McKinsey Buys PriceMetrix, Advisor to Firms on Pricing Strategies
(Updated throughout with comments from McKinsey and PriceMetrix executives, adds details of McKinsey acquisitions in third paragraph.)
McKinsey & Co. said Tuesday that it has purchased PriceMetrix, a data-collection and software firm founded in 2000 that helps some of the largest North American brokerage firms set pricing and sales-relationship policies for brokers to use with clients.
PriceMetrix’ CommissionCheck, FeeCheck and other benchmarking products will help McKinsey expand the data and analytical tools it has begun offering wealth and asset management clients as they mine reams of their own customers’ data and develop responses to new regulations, McKinsey partner Jill Zucker said in an interview.
While New York-based McKinsey is best known for its management consulting and corporate strategy services, the consultant has acquired seven data and analytic firms in the past five years as it expands its software and information systems services to clients.
PriceMetrix is the firm’s first acquisition in the North American Wealth Management practice, said Zucker, who heads the unit.
The companies did not disclose financial details of the transaction.

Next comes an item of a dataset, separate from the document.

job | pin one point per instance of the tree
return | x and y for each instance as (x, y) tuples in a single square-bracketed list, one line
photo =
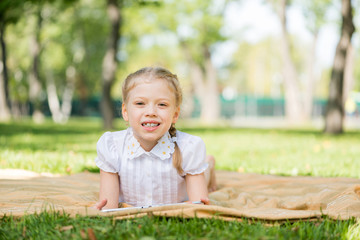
[(334, 115), (4, 79), (204, 21), (35, 86), (293, 105), (109, 64), (315, 15), (10, 12)]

Doug Trott, the president and cofounder of PriceMetrix, said all of the firm’s approximately 50 employees have accepted McKinsey’s offer to remain with the unit. PriceMetrix will operate as a McKinsey subsidiary with its brand and management team intact, Zucker said.
The acquisition comes as brokerage and advisory firms, large and small, are struggling to develop strategies for selling and pricing retirement products and services to comply with the U.S. Department of Labor fiduciary rule that begins taking effect in April. The rule has been a boon for firms like PriceMetrix that are advising brokerage firms on how to make their compensation and sales strategies conform with the impending rules.
One of the greatest challenges for firms under the DOL rule is gauging whether their fees and commissions meet the “reasonable” standard that the rule mandates, Trott said. “They can’t rely on surveys, which are hearsay, and we are a full source for books-and-records information to help them make decisions on list prices as advisors make pricing and other decisions on fees and transactions.”
PriceMetrix, which describes itself as a manufacturer of practice management analytics software, maintains a database representing 500 million retail transactions and 10 million investors with more than $5 trillion of investment assets that it uses to validate its strategies. It has long recommended practices such as wealth management teaming and “book” triage (so brokers focus on only their most profitable customers) that are becoming commonplace at many firms.